Current data visualisation mechanisms are focused on numeric or categorical data only and do not adequately support visualising a combination of semi-structured log information and multidimensional time series data. This hinders the data science process itself, as data visualisation is important to identify patterns, structures and relationships to exploit, as well as decision making by end users, as analytical results cannot be represented and explored in the most intuitive way.

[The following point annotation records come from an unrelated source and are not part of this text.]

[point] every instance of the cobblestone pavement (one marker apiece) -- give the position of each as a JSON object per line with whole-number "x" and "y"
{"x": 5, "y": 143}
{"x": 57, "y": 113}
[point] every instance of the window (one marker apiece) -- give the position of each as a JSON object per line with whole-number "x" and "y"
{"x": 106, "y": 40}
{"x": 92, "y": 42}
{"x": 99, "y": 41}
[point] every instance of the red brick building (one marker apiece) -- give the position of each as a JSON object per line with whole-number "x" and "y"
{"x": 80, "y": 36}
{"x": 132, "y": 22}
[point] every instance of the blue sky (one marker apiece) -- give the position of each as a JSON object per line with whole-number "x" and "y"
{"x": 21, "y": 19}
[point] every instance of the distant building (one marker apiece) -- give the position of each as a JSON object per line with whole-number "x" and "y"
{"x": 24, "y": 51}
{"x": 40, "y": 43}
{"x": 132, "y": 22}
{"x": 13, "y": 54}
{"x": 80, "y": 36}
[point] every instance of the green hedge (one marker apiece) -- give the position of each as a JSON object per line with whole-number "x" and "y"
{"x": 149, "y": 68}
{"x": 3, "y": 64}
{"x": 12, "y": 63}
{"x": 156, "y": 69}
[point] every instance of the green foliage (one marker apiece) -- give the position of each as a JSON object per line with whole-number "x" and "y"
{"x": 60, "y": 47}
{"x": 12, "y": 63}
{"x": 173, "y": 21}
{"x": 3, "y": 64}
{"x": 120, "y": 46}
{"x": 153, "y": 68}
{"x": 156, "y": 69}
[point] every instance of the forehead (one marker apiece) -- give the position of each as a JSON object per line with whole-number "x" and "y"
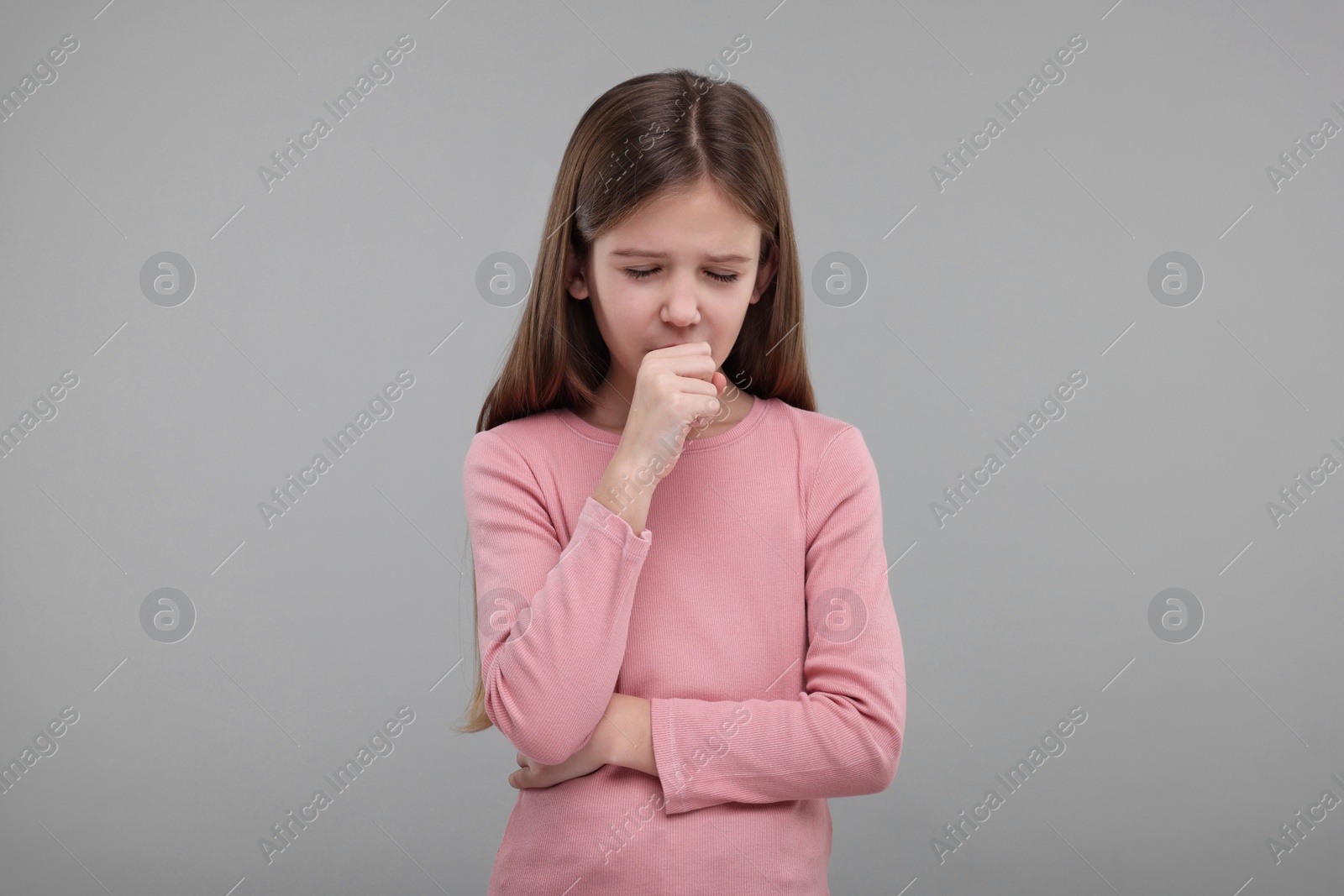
{"x": 699, "y": 222}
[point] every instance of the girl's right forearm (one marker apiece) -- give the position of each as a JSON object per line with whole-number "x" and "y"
{"x": 627, "y": 488}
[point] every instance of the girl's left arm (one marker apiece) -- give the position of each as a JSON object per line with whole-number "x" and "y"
{"x": 843, "y": 735}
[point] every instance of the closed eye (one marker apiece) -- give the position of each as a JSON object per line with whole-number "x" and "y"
{"x": 640, "y": 275}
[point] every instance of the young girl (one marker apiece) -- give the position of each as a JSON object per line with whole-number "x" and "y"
{"x": 683, "y": 614}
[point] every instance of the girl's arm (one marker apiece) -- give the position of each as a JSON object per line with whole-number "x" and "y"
{"x": 627, "y": 732}
{"x": 843, "y": 735}
{"x": 553, "y": 620}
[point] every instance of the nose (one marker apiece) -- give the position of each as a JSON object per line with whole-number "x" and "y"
{"x": 682, "y": 307}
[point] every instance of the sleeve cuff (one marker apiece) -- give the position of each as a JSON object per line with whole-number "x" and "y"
{"x": 612, "y": 524}
{"x": 662, "y": 727}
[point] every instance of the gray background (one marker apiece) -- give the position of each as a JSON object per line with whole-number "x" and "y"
{"x": 311, "y": 297}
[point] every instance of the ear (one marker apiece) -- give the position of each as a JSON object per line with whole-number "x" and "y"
{"x": 765, "y": 273}
{"x": 575, "y": 277}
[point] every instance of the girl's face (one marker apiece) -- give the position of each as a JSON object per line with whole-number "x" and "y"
{"x": 682, "y": 270}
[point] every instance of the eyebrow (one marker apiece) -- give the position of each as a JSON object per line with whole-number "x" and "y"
{"x": 649, "y": 253}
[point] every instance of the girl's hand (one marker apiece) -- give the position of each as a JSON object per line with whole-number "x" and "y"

To address these challenges Sirris together with the industrial partners Xeikon, CMC, Datylon, I-Care and Yazzoom initiated the TRACY project. In this project, the partners will investigate how to optimally use the log data generated by industrial assets and refine existing AI and machine learning techniques targeted at time series analysis. To this end, TRACY will research how to handle the complexities of log data, e.g. the heterogeneity of the industrial assets, the lack of standardisation amongst log data and the scalable interactive visualisation of the heterogeneous data. The research will be validated on complex industrial use cases as optimising the performance of compressors and decreasing the service cost of electrophotographic machines.

Objective and results

The overall objective of the project is to research advanced domain-agnostic AI and ML solutions for augmenting conventional analytics with log data and to validate these solutions on real-world complex industrial use cases, in order to demonstrate their potential for delivering the next generation data analytics making optimal use of all the data produced by industrial assets in the field.

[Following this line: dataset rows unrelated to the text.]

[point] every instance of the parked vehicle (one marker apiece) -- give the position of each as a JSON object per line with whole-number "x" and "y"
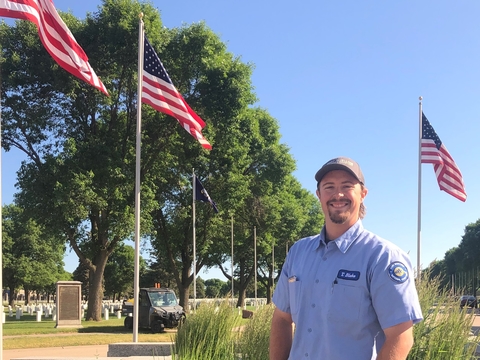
{"x": 158, "y": 310}
{"x": 469, "y": 301}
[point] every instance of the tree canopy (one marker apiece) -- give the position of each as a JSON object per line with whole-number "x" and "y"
{"x": 79, "y": 177}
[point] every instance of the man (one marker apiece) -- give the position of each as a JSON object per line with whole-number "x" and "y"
{"x": 350, "y": 294}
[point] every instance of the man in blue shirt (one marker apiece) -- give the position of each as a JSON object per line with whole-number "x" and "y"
{"x": 345, "y": 294}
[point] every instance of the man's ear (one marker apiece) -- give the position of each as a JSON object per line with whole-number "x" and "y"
{"x": 364, "y": 192}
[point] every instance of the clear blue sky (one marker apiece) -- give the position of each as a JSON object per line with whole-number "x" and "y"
{"x": 343, "y": 79}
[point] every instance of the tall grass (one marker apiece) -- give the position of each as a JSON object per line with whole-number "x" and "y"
{"x": 445, "y": 332}
{"x": 208, "y": 334}
{"x": 253, "y": 341}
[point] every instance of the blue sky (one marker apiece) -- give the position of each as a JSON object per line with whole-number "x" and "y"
{"x": 343, "y": 79}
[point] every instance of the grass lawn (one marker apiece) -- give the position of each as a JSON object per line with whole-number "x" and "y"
{"x": 28, "y": 333}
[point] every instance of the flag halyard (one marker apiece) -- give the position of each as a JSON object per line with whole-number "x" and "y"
{"x": 55, "y": 37}
{"x": 159, "y": 92}
{"x": 433, "y": 151}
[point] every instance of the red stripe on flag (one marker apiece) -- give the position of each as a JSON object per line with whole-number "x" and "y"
{"x": 55, "y": 36}
{"x": 161, "y": 94}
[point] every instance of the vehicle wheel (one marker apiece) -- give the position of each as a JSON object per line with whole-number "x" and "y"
{"x": 157, "y": 327}
{"x": 128, "y": 323}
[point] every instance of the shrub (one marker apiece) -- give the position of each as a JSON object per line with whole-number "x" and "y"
{"x": 445, "y": 332}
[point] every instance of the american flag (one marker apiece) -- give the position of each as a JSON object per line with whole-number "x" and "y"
{"x": 55, "y": 36}
{"x": 447, "y": 172}
{"x": 159, "y": 92}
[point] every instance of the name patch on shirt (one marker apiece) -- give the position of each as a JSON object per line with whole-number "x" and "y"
{"x": 398, "y": 272}
{"x": 348, "y": 274}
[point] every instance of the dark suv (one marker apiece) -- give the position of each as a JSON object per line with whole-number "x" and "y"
{"x": 158, "y": 310}
{"x": 469, "y": 301}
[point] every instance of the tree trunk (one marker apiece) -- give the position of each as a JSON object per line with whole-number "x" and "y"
{"x": 95, "y": 288}
{"x": 242, "y": 294}
{"x": 183, "y": 293}
{"x": 11, "y": 296}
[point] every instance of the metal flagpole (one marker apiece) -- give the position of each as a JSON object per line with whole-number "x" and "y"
{"x": 419, "y": 209}
{"x": 255, "y": 260}
{"x": 273, "y": 262}
{"x": 231, "y": 236}
{"x": 194, "y": 244}
{"x": 1, "y": 214}
{"x": 136, "y": 271}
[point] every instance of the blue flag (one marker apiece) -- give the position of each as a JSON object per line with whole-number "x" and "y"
{"x": 202, "y": 194}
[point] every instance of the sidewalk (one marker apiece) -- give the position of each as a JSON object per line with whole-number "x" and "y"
{"x": 90, "y": 352}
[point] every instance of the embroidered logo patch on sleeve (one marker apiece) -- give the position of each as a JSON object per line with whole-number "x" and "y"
{"x": 398, "y": 272}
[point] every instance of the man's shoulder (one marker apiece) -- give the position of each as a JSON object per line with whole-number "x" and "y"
{"x": 378, "y": 242}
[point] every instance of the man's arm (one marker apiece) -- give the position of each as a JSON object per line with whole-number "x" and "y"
{"x": 281, "y": 335}
{"x": 398, "y": 342}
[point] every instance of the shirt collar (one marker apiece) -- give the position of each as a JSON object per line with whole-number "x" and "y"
{"x": 345, "y": 240}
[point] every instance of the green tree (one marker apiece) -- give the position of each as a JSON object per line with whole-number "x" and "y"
{"x": 119, "y": 271}
{"x": 32, "y": 257}
{"x": 79, "y": 176}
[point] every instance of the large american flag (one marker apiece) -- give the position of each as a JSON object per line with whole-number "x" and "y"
{"x": 447, "y": 172}
{"x": 55, "y": 36}
{"x": 159, "y": 92}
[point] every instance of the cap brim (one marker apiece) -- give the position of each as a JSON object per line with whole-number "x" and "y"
{"x": 327, "y": 168}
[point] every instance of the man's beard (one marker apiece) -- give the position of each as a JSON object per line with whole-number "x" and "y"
{"x": 338, "y": 218}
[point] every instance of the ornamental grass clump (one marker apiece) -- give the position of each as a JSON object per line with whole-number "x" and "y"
{"x": 207, "y": 334}
{"x": 445, "y": 332}
{"x": 253, "y": 342}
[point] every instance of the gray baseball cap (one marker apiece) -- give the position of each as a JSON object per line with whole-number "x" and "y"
{"x": 340, "y": 163}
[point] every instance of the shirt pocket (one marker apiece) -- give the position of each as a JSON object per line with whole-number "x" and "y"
{"x": 294, "y": 290}
{"x": 345, "y": 304}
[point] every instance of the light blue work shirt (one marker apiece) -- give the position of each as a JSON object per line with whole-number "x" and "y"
{"x": 342, "y": 294}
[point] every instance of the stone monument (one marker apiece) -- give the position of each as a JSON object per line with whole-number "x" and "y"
{"x": 69, "y": 299}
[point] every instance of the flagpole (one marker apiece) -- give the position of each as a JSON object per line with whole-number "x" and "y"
{"x": 255, "y": 261}
{"x": 194, "y": 244}
{"x": 419, "y": 209}
{"x": 231, "y": 237}
{"x": 1, "y": 213}
{"x": 136, "y": 276}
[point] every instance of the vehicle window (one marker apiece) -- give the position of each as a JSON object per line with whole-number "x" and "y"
{"x": 143, "y": 299}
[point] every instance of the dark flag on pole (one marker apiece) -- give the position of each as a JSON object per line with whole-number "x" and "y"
{"x": 202, "y": 194}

The specific objectives include:

the realization of novel techniques enabling effective and efficient extraction of knowledge from log datasets allowing (semantically-enriched) knowledge extraction for large volumes of log data by doing near-edge processing and the construction of models from log data enabling model evaluation in near-real-time
the conception of a domain-agnostic multi-layered integrative modelling framework which enables flexible and incremental composition of heterogeneous multi-source and multi-type models in well-designed, formal and reproducible ways in order to improve the accuracy of anomaly detection algorithms, reduce the diagnostic time of root cause analysis for specific failures and identify performance differences of 10% through portfolio-based benchmarking of assets
the design of novel mechanisms for visualizing large volumes of semi-structured and structured datasets in a comprehensive, interactive and scalable way allowing the interactive handling of datasets containing 100.000 log messages within 2 seconds.